The Mastra agent lives in https://github.com/getsentry/cli-init-api/.
Requirements
- Mastra server: Either deploy a persistent dev instance or spin one up as a service container in the workflow (pull from
getsentry/cli-init-api).
- GitHub environment: Create an
init-eval environment with secrets:
MASTRA_API_URL — URL of the Mastra server
OPENAI_API_KEY — for the LLM judge
- Workflow: Add
.github/workflows/init-eval.yml with push/pull_request/workflow_dispatch triggers. A previous version existed but was removed in d5d0b22 — can be used as a starting point.

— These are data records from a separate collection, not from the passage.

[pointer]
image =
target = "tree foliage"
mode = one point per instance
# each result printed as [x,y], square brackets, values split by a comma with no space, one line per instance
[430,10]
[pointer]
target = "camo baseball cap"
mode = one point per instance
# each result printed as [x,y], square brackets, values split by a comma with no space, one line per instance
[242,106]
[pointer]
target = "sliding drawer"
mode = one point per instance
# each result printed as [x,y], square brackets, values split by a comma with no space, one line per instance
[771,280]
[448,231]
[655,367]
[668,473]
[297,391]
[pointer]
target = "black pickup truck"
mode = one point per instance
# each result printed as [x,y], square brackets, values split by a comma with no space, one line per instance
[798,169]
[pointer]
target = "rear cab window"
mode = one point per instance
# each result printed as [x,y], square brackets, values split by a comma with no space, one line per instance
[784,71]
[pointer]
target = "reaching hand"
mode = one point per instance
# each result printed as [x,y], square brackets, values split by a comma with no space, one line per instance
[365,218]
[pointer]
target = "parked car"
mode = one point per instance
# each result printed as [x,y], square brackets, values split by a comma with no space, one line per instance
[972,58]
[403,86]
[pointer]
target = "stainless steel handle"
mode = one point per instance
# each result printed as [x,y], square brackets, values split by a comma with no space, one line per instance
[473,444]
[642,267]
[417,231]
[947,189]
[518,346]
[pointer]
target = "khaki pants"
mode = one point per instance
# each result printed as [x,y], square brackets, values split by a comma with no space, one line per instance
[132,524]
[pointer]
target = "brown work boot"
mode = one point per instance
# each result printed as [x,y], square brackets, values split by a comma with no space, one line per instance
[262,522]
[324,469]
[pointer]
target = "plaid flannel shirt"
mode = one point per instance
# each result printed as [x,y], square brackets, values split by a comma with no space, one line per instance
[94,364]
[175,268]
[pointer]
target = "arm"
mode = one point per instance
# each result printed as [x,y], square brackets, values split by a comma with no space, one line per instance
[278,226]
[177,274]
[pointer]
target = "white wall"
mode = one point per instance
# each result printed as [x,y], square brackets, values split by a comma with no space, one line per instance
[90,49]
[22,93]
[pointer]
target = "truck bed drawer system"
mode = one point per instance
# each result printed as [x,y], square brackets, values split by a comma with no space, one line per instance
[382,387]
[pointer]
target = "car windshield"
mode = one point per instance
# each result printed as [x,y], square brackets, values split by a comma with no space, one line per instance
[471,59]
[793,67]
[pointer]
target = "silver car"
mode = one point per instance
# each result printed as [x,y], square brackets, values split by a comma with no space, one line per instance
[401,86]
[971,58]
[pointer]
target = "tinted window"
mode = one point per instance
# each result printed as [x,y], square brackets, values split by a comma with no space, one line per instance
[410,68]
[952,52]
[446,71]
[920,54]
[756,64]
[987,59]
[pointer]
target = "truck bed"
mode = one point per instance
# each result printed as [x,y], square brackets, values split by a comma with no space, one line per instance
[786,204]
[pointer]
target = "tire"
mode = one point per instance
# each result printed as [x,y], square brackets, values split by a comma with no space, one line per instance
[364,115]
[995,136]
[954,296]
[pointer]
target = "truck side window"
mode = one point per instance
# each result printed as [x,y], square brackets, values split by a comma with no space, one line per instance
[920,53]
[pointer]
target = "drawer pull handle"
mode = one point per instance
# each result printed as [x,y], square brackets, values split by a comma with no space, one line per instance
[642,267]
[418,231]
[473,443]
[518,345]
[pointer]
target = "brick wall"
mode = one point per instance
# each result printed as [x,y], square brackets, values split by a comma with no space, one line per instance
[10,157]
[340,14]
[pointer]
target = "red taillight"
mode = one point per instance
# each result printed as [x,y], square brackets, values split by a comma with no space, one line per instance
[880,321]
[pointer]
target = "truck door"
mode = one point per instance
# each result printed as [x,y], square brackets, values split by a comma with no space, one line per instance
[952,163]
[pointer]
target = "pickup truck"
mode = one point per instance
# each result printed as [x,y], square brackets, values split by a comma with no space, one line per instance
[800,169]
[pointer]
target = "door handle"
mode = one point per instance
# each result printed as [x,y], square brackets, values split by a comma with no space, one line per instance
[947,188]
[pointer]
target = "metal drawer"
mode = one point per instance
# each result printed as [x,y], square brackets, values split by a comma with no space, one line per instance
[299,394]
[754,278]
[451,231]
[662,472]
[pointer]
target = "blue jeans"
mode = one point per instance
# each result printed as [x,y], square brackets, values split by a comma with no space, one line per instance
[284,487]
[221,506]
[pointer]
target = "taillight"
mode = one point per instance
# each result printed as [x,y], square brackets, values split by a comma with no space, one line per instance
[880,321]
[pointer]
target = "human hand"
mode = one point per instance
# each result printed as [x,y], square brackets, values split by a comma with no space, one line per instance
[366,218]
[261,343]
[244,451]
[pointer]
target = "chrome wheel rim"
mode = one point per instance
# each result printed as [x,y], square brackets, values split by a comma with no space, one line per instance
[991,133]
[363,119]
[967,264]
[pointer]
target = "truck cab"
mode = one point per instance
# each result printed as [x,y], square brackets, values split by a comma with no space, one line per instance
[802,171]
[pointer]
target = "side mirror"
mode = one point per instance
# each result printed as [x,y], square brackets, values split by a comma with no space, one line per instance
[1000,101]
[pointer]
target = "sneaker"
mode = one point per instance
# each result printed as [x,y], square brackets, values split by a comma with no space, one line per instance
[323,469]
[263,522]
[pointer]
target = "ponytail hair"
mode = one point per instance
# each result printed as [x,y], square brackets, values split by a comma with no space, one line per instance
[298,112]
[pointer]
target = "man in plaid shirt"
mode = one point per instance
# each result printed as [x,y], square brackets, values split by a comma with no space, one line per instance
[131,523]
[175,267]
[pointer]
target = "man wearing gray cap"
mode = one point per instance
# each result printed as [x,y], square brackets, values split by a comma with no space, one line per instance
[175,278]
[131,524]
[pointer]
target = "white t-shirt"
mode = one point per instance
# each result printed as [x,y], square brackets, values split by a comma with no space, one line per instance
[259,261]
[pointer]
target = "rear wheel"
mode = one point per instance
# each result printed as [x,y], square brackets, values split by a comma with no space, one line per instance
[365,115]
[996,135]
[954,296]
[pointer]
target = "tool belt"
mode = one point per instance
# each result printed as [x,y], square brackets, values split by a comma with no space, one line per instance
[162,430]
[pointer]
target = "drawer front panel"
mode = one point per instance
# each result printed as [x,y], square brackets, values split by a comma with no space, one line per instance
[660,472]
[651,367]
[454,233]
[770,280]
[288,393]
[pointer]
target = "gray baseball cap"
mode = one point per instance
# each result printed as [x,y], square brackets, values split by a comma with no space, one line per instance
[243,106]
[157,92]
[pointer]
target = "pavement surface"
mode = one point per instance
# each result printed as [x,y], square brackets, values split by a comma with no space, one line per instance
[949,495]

- Concurrency: Use a concurrency group to cancel in-progress runs on new pushes.
- Matrix: Run each platform (
express, nextjs, python-fastapi, python-flask, react-vite, sveltekit) as a separate matrix job with fail-fast: false.
Open questions
- Should the Mastra server be a persistent deployment (e.g. Cloudflare Worker) or spun up per-run?
- Should this run on every PR or only on a schedule / manual trigger to save costs?